I asked Robert Bailey, assistant professor of art history in the University of Oklahoma School of Visual Arts, for a definition of modern art, and he provided the following, more detailed and historically oriented definition:

“Defining modern art is extremely challenging, but one common way to do so is to call it the art of modernity, a historical period that valued progress, innovation, change and newness. Modernity begins with the political and economic revolutions of the 18th century (specifically the French Revolution and the industrial revolution) that emerge from Enlightenment philosophy, and it comes to a rather catastrophic end as its guiding principles—reason, freedom, individualism, nationalism, etc.—find themselves helplessly unable to stave off the horrors of World War II (namely, the Holocaust and the atomic bomb). So modern art would then be art that shares modernity’s values, and it disappears with modernity, yielding to contemporary art after the middle of the last century.”
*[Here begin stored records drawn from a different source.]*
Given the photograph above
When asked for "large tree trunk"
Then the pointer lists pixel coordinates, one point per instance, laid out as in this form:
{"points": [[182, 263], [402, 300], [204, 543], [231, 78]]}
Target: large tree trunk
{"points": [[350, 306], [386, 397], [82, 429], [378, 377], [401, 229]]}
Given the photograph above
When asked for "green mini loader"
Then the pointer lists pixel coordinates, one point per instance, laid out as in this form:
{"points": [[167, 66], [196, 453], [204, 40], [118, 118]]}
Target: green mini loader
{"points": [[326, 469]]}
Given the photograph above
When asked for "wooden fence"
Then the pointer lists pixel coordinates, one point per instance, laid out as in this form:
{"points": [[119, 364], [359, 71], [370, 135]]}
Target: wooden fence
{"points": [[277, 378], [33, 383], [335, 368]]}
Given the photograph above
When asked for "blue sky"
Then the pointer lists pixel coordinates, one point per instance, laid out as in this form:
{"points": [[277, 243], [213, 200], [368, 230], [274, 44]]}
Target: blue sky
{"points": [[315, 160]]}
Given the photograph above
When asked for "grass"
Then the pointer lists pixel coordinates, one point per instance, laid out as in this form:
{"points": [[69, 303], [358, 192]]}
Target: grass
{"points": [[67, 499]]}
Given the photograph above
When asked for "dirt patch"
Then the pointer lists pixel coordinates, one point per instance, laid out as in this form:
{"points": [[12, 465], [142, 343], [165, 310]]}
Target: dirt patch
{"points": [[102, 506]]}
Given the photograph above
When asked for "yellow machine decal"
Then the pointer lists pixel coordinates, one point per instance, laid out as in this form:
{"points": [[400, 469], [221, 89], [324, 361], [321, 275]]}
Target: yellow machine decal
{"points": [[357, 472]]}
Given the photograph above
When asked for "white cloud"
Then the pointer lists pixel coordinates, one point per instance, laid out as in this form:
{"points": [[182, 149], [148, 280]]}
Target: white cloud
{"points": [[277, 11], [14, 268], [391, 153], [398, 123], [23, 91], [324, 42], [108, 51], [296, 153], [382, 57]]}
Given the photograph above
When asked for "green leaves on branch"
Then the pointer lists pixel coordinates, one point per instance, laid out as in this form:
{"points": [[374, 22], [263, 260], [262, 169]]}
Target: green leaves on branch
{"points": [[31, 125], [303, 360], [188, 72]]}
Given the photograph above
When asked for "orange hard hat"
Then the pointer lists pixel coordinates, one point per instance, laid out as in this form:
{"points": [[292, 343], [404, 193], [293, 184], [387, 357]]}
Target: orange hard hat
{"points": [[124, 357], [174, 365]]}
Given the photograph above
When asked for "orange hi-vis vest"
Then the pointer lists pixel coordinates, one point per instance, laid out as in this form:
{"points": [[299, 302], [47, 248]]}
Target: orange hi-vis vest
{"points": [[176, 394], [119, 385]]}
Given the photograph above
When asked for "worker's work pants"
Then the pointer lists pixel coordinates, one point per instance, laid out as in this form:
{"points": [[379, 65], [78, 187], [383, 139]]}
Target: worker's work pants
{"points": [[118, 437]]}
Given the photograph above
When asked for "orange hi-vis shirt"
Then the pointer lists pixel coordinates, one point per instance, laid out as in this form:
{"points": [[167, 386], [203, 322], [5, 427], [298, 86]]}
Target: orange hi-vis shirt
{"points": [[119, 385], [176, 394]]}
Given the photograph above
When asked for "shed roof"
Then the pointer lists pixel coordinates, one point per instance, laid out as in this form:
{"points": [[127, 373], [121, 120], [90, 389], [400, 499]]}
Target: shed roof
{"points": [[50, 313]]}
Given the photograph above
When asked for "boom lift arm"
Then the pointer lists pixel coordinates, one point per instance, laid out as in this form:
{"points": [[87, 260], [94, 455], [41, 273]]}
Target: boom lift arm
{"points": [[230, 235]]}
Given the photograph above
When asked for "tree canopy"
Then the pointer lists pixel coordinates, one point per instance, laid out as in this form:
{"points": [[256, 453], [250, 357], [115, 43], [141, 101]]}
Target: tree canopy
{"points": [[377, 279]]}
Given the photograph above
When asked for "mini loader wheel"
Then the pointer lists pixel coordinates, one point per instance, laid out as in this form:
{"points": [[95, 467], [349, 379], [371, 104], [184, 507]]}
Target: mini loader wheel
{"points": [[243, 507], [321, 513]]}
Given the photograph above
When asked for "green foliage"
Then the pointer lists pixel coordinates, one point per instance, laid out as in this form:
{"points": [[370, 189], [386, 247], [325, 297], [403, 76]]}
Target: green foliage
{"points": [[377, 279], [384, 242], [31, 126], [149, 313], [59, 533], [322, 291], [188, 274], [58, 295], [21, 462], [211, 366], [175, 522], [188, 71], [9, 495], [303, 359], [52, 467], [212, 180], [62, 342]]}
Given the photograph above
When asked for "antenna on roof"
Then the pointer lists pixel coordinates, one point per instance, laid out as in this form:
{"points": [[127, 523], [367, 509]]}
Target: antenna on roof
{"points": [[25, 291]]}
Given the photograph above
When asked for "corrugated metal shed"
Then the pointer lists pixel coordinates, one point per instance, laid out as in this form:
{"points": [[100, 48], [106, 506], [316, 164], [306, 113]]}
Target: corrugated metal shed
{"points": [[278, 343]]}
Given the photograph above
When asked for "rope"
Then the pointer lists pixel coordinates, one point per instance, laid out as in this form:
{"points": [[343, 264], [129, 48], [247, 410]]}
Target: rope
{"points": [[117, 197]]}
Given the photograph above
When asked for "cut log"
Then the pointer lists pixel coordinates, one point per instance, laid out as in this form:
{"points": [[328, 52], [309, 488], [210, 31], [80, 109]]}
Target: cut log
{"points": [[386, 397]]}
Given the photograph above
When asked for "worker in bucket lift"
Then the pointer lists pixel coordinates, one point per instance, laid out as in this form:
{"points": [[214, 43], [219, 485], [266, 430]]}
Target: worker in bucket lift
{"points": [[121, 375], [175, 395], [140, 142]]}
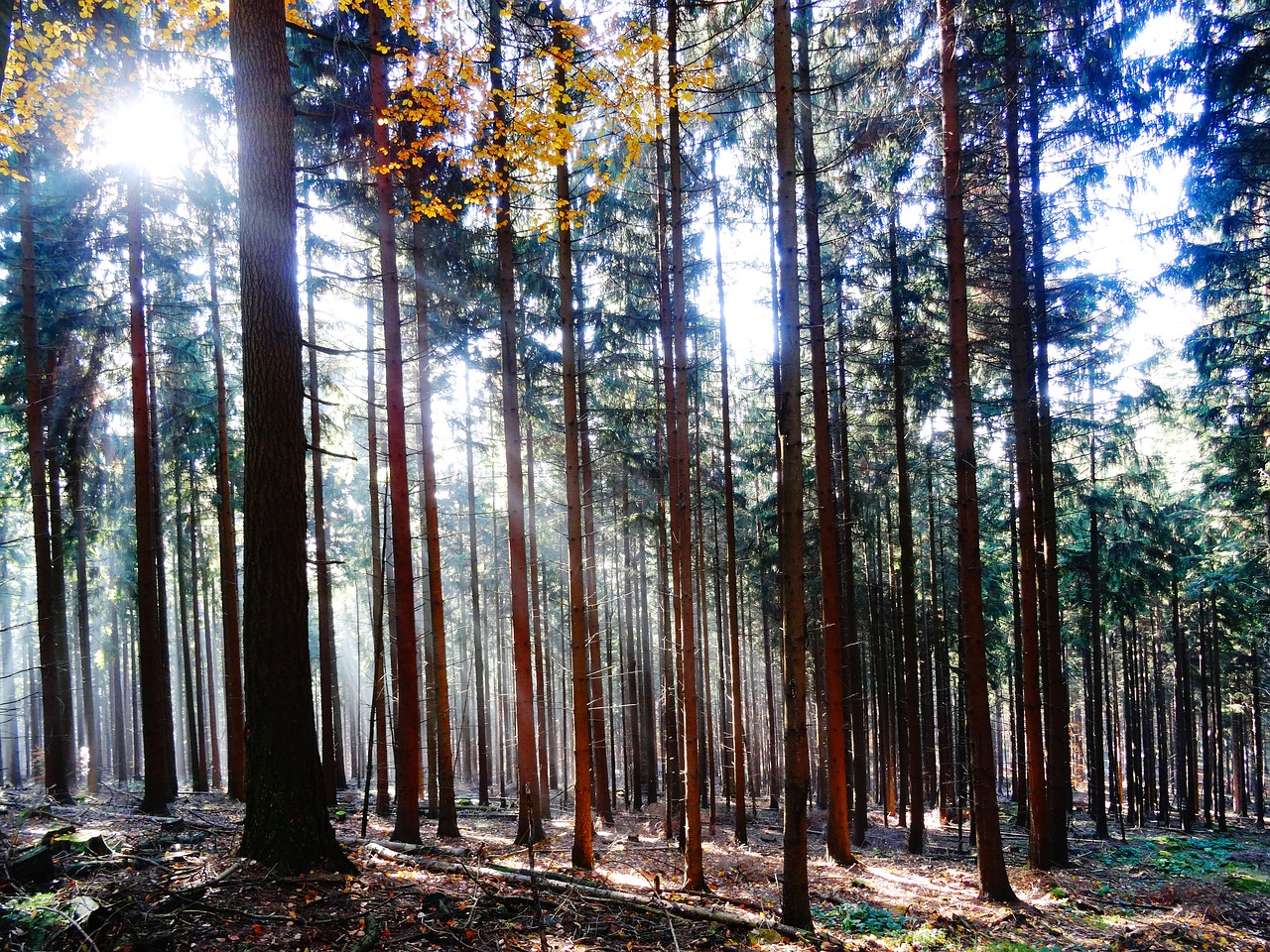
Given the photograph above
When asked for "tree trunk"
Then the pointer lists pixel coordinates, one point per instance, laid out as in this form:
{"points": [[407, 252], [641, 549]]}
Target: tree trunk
{"points": [[729, 508], [677, 440], [530, 814], [837, 834], [54, 707], [1095, 761], [185, 581], [379, 683], [286, 824], [795, 901], [536, 613], [583, 853], [597, 706], [474, 585], [226, 551], [1184, 714], [447, 811], [153, 661], [1023, 381], [993, 881], [75, 480], [907, 561], [327, 692], [408, 737], [1058, 780]]}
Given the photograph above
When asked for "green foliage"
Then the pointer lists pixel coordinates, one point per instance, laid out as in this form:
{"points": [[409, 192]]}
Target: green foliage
{"points": [[1209, 858], [862, 918], [928, 937], [1250, 881], [36, 920]]}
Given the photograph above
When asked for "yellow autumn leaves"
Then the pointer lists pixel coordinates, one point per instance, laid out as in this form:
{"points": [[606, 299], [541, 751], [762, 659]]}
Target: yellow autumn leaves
{"points": [[70, 62]]}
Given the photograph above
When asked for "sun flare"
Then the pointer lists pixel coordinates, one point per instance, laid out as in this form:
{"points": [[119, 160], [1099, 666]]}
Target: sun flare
{"points": [[145, 134]]}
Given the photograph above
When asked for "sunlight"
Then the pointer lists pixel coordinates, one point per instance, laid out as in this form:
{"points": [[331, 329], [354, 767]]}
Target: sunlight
{"points": [[145, 134]]}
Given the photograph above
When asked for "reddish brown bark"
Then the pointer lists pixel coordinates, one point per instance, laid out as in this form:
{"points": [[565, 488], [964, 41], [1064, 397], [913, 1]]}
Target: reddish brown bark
{"points": [[993, 880], [729, 508], [837, 835], [286, 824], [408, 749], [795, 900], [694, 873], [447, 812], [226, 551]]}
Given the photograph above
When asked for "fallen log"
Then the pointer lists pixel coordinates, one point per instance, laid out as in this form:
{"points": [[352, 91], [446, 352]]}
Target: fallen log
{"points": [[561, 884]]}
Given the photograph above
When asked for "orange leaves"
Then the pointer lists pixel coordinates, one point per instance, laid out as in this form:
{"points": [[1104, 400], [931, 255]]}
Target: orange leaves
{"points": [[64, 70]]}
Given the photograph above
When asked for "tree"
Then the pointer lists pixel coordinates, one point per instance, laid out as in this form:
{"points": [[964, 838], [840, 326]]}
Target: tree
{"points": [[795, 900], [286, 821], [993, 880]]}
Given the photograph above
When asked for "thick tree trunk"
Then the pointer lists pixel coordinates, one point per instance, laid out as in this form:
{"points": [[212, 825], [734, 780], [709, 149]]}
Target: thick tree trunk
{"points": [[286, 824], [530, 814], [993, 881], [408, 726]]}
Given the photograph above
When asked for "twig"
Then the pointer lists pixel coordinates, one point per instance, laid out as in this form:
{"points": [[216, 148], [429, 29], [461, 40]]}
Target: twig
{"points": [[734, 919], [77, 927]]}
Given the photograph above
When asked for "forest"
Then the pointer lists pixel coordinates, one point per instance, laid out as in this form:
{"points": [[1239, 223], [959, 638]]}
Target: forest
{"points": [[634, 475]]}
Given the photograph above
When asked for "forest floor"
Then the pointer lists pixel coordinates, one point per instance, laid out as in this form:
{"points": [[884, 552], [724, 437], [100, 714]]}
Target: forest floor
{"points": [[127, 881]]}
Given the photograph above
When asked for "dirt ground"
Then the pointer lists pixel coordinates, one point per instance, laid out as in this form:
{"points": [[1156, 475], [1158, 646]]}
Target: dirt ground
{"points": [[125, 881]]}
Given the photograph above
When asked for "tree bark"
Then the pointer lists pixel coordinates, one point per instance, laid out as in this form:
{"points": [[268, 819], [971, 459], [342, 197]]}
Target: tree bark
{"points": [[286, 824], [1023, 382], [408, 726], [837, 834], [795, 900], [694, 873], [153, 658], [379, 683], [447, 812], [583, 853], [530, 814], [907, 560], [993, 880], [226, 551], [327, 690], [729, 508]]}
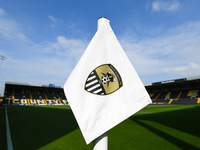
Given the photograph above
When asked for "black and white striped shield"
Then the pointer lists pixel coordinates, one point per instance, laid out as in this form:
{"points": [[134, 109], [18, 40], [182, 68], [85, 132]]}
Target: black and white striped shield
{"points": [[103, 80]]}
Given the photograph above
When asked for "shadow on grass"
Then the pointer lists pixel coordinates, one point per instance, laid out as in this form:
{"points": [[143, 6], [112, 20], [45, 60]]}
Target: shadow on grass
{"points": [[185, 120], [34, 127]]}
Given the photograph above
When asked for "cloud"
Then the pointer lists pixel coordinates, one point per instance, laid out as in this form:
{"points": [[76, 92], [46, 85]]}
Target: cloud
{"points": [[158, 6], [189, 69], [55, 21], [174, 52], [10, 29]]}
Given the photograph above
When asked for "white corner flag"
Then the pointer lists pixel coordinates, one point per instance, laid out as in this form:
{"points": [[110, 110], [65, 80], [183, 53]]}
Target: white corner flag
{"points": [[104, 88]]}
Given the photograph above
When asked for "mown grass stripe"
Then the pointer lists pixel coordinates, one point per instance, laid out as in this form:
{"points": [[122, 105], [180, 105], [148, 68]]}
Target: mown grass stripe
{"points": [[9, 140]]}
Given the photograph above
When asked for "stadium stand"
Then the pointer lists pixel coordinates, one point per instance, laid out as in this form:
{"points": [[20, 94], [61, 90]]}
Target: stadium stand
{"points": [[29, 94], [179, 91]]}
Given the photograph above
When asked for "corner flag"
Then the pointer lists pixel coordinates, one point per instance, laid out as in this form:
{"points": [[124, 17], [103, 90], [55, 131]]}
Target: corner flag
{"points": [[104, 88]]}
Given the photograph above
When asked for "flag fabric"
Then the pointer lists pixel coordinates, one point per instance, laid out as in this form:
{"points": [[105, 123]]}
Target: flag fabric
{"points": [[104, 88]]}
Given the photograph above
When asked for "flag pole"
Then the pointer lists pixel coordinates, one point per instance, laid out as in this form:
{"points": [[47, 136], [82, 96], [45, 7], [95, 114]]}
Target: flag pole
{"points": [[101, 142]]}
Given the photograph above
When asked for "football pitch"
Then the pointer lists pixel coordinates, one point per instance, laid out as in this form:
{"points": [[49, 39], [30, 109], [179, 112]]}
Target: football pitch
{"points": [[155, 127]]}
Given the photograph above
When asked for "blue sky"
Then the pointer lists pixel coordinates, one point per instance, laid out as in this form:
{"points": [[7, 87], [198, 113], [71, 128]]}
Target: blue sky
{"points": [[43, 40]]}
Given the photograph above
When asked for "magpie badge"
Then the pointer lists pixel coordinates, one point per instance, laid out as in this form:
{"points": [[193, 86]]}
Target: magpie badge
{"points": [[103, 80]]}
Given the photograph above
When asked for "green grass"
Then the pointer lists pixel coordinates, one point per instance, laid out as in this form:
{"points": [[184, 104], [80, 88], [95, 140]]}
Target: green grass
{"points": [[155, 127]]}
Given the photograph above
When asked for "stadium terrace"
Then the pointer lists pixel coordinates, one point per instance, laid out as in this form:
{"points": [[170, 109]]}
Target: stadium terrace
{"points": [[178, 91]]}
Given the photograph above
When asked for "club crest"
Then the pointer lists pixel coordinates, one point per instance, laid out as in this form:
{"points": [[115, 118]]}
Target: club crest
{"points": [[103, 80]]}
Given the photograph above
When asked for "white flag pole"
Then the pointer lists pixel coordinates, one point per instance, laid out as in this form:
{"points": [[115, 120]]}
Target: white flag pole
{"points": [[101, 142]]}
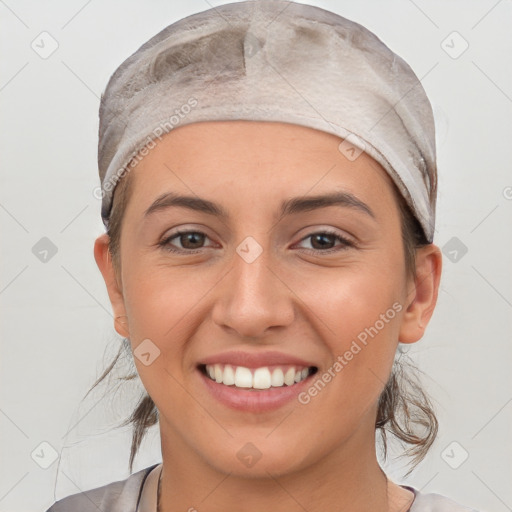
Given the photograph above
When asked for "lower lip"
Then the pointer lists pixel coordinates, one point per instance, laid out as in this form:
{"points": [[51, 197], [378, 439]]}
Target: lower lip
{"points": [[256, 400]]}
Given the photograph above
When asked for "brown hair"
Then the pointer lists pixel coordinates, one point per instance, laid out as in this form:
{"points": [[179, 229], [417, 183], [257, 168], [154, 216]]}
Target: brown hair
{"points": [[404, 408]]}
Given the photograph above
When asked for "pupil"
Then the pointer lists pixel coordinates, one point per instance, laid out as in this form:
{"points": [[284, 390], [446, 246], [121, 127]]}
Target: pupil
{"points": [[322, 237], [190, 237]]}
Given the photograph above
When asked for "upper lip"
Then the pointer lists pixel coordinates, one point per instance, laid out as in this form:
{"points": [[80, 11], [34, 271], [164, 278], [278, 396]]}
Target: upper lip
{"points": [[255, 359]]}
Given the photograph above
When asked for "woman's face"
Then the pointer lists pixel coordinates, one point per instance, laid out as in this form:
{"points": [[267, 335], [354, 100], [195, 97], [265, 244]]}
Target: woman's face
{"points": [[262, 281]]}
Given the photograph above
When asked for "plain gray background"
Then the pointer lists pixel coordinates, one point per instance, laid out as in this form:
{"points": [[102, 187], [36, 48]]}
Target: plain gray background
{"points": [[56, 326]]}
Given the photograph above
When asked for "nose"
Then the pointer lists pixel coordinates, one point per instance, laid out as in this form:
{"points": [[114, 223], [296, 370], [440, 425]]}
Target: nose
{"points": [[253, 298]]}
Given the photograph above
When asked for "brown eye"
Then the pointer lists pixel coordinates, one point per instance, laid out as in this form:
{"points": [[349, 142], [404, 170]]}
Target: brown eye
{"points": [[190, 241], [324, 241]]}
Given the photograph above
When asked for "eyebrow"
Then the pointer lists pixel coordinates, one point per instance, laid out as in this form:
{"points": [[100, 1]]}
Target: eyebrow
{"points": [[288, 207]]}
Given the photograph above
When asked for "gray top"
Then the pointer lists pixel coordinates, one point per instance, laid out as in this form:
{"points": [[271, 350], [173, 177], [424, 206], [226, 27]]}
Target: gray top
{"points": [[125, 496]]}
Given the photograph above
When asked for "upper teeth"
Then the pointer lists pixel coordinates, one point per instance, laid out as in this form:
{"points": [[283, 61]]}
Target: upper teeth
{"points": [[257, 378]]}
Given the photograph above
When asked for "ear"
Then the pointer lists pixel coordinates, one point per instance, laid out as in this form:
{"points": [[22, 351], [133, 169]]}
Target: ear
{"points": [[104, 262], [422, 296]]}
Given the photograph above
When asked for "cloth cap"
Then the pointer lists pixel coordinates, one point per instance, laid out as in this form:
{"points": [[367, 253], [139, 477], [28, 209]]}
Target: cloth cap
{"points": [[273, 60]]}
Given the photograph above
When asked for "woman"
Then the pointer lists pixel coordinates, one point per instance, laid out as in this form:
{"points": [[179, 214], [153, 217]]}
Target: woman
{"points": [[269, 184]]}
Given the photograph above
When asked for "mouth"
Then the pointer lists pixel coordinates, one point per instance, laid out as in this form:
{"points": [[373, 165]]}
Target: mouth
{"points": [[257, 379]]}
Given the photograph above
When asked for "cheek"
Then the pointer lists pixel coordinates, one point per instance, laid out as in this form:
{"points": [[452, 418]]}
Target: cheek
{"points": [[358, 314]]}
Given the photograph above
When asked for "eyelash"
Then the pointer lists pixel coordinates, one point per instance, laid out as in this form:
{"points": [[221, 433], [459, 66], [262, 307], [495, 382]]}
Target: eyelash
{"points": [[347, 243]]}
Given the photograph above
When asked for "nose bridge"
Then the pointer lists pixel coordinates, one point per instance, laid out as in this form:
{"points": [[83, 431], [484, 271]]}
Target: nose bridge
{"points": [[252, 298]]}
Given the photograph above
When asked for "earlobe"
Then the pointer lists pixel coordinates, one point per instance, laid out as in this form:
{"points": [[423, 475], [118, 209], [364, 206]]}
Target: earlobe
{"points": [[422, 298], [104, 261]]}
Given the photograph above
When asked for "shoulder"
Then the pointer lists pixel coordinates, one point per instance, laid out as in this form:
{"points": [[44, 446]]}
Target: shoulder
{"points": [[122, 495], [432, 502]]}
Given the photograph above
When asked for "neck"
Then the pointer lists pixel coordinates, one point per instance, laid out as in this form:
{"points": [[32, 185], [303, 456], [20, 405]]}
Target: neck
{"points": [[348, 479]]}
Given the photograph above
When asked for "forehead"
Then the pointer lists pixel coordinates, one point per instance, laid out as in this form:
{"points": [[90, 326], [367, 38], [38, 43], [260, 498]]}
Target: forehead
{"points": [[258, 160]]}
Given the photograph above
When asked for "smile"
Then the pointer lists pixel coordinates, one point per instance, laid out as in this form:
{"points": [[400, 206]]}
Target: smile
{"points": [[264, 377]]}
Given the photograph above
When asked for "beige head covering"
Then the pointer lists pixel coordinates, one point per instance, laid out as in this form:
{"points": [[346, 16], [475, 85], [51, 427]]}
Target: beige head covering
{"points": [[273, 60]]}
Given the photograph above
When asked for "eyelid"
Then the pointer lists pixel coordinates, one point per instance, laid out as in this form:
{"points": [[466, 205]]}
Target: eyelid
{"points": [[346, 241]]}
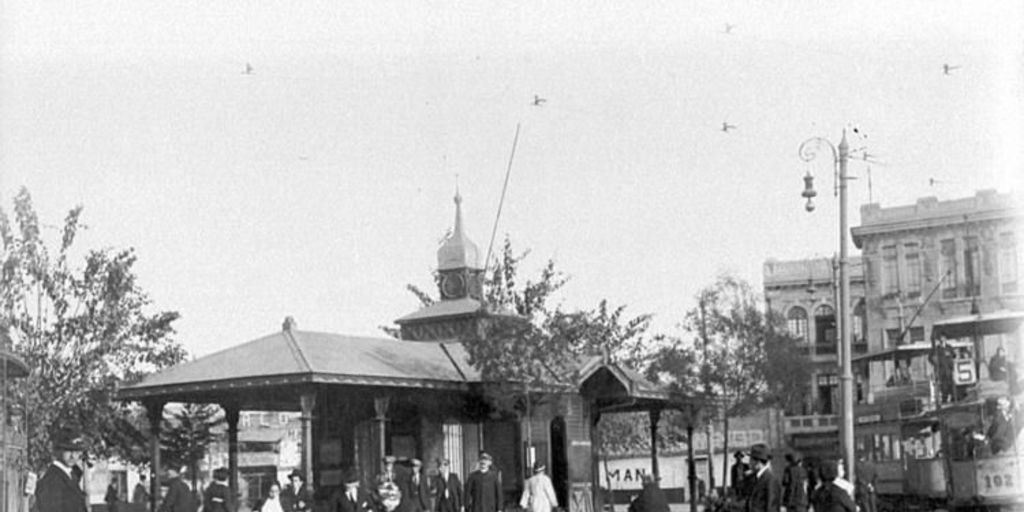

According to Bailey, attempts to date the art movement’s beginnings have met with mixed results.

“Scholars debate this, but a safe answer is the mid-19th century, and the key players would be Édouard Manet and the Impressionists,” he said. “A more complex answer would be to say that there is no one modern art movement, but a variety of modernisms that emerge at various times in different places the world over, so the key players would number in the hundreds or thousands.”

So, then, do art historians have any ideas on what societal or other factors may have gone into the development of modern art in all its varied forms?

Again, no one simple answer. Says Bailey, “Colonialism, the Enlightenment, secularization, revolution, capitalism, industrialization, urbanization, socialism, and anarchism are a few of the big ones.”

Though Bailey declines to select a “top-five” list of modern art masters, quipping that “art history isn’t that neat and tidy,” a quick internet search on modern art comes up with some names of several renowned modern artists–among them Pablo Picasso, Henri Matisse, Salvador Dali, Paul Klee, Jackson Pollock and Andy Warhol. Bailey did, however, offer up the names of some of this state’s most important modern artists: The Kiowa Six, Allan Houser and Leon Polk Smith.

Want to learn more? There’s a wealth of information available on the internet and in books, but a more fun approach would be to visit area museums and art galleries that feature modern art (among other genres). In Cleveland County, your first stop should be the Fred Jones Jr. Museum of Art (see sidebar). You’ll also want to take a drive north to check out the modern art collections held by the Oklahoma City Museum of Art.